The terms of reference of the ombudspersons shall be:

Older persons, their representatives, family and/or friends should have direct access to the ombudspersons in order to lodge complaints or grievances. Complaints shall be lodged in writing. The ombudsperson should have the right call witnesses and access relevant documentation. The ombudsperson shall report any complaint of abuse to the relevant provincial Department of Social Development to ensure that appropriate action is taken.

7.3 Consultative Forum

Building on existing structures such as Age in Action, a National Consultative Forum on Ageing should be established to ensure effective public-private planning and co-ordination on all issues pertaining to older persons in South Africa. The issues should be inclusive of but not restricted to those included in this policy document. The Forum should comprise from seven to ten members and should be representative of the older persons population of South Africa.

The Forum should be tasked to ensure observance of the rights and promotion of the well-being of older persons.

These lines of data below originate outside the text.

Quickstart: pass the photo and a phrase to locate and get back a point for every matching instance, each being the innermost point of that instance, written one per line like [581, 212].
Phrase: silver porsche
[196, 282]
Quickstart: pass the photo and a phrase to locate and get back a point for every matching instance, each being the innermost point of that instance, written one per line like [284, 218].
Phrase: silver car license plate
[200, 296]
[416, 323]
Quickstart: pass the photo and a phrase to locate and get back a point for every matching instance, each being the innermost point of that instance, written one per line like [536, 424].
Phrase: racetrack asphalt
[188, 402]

The Forum may appoint a designated body to inquire into any allegation of abuse. Such a body may, for the purposes of such an inquiry, summons any person:

The Forum may, generally or in any specified case, appoint a Committee to exercise and perform all powers and duties of the designated body. If the Forum appoints a Committee, those powers and duties are regarded as having been delegated to the Committee. The Committee can in turn appoint investigative task teams at local level.

Any person who, having been duly sworn or having made affirmation, renders false evidence at an inquiry, knowing that evidence to be false, shall be guilty of an offence and shall be liable on conviction of the penalties which may be imposed for the offence of perjury.